それで思い出したのはアゲハの擬態について研究している人の話だ。
カマキリに緑色と茶色があるように、アゲハのサナギにも緑色のサナギと茶色のサナギがある。アゲハはサナギになると羽化するまでの期間をジッと動かないでいる。このため天敵から逃れるため太い幹や枯れた枝の茶色とか葉っぱの緑色に擬態しているという。
では、どうやって色を変えているのかというと、カメレオンのように視覚情報が脳に伝わって色を変えているのとは違って、アゲハの幼虫は「目」ではなく「脚」を使ってサナギの色を決めているのだという。
食草である柑橘系のツルツルした葉っぱの上を這っている幼虫は、ツルツルする刺激に反応して緑色になり、幹などザラザラ・ゴツゴツしたところを幼虫が這っていってサナギになったものは、ザラザラ・ゴツゴツの刺激に反応して茶色になるのではないかといわれている。
ただし、カマキリの場合は幼虫→サナギ→成虫という完全変態ではなく、幼虫が脱皮を繰り返して成虫になっていく不完全変態だから、アゲハのようにはいかない。
生まれる段階ですでに緑と茶が半々というオオカマキリの場合は、親がツルツルかザラザラかで子どもの色を決めているわけではないのだろう。半々に産むことで全滅するのを避けて、生き延びるチャンスを少しでも多くしようとしているのだろうか?
ところで先日の本ブログで、カマキリの眼はドーム状の複眼になっていて、ほぼ360度を見渡せるという特徴がある。どこから見ても黒い点があり、その黒い点のような眼でいつもこっちをにらみつけている、というようなことを書いたが、実はこの黒い点は「黒い瞳」とは真っ赤な偽り。ニセの瞳孔、「偽瞳孔」なんだそうだ。
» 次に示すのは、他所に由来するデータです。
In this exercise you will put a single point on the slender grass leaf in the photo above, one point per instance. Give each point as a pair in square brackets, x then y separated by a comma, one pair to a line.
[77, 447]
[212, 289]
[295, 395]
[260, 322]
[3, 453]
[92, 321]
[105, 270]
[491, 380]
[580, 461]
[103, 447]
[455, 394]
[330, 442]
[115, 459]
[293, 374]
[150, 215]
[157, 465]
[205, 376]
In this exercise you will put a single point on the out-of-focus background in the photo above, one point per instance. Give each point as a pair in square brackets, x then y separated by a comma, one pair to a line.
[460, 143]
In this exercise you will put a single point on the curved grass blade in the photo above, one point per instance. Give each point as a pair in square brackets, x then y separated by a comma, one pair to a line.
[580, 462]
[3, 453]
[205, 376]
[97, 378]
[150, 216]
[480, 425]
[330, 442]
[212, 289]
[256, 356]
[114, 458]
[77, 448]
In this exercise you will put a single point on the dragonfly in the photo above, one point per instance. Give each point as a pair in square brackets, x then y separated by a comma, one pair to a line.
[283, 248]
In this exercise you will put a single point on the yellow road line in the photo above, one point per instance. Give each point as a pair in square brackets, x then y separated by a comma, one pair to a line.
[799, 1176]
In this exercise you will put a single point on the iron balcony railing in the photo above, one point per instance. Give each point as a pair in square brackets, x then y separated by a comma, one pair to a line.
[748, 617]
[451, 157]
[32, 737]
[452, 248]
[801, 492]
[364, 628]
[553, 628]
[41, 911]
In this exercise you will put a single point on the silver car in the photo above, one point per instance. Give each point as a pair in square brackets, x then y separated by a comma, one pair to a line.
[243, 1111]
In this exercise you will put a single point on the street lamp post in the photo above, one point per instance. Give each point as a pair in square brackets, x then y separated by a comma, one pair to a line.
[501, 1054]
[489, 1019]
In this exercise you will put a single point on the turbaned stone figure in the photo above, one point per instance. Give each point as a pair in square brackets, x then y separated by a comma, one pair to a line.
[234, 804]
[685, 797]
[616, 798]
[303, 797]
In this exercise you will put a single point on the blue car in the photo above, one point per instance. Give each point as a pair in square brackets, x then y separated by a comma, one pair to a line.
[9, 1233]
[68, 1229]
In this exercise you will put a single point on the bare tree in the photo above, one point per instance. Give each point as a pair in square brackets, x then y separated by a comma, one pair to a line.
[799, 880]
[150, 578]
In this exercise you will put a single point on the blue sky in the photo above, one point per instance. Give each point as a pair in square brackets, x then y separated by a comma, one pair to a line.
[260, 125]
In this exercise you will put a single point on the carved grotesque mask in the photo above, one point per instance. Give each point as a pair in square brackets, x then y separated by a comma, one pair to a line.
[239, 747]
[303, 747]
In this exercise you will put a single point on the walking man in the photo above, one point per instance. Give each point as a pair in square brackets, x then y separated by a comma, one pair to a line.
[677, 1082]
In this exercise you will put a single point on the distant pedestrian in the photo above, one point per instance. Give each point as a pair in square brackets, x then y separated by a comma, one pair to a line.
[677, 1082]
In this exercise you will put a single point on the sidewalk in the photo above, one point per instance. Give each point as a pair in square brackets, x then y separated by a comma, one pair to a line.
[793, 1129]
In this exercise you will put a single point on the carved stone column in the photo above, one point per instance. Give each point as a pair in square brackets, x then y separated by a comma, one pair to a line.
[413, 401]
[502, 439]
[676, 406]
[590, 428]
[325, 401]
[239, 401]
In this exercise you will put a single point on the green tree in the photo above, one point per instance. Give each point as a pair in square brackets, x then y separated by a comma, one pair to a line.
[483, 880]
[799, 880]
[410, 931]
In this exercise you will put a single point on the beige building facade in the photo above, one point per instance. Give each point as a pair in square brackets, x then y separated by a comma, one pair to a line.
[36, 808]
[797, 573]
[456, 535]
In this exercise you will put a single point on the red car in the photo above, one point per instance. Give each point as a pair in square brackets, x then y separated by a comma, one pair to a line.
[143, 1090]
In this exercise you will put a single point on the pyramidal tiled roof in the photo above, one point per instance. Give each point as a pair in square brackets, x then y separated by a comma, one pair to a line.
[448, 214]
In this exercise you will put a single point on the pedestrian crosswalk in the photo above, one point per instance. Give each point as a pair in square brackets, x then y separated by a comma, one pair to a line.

なぜ偽瞳孔があるのかといえば、複眼の構造に関係がある。
数万個の個眼が集まっでできているのがカマキリの複眼。1個1個の個眼は六角形をしていて、直径およそ0・05㎜の極細の筒が束ねられたようになっている。このカマキリの眼を近づいて見てみると、角度によって一部の筒だけは奥まで見通すことができ、そこに光が入っていくと光が返って来ない、つまり光の反射がなくてそこだけ黒く見えて、まるで「黒い瞳」のように見えるというわけだ。
そもそも瞳孔というのは、2つしかない人間の眼のような場合に機能するものであり、光は瞳孔から入って網膜に達するが、光の強さによって大きさが変わり、眼内に入る光の量を調節して網膜に鮮明な像を結ばせ、それによってものが「見える」ようになる。
複眼で見るカマキリには人間のような瞳孔は必要がないわけだが、ニセの瞳孔によってカマキリがこっちをにらんでいるような気にさせるという点では、相手をだますカマキリの戦略なのかもしれない。
ちなみに、トンボなどほかの複眼の昆虫でもやはりニセの瞳孔があるらしい。
イトトンボの偽瞳孔は?青い点がそうだろうか。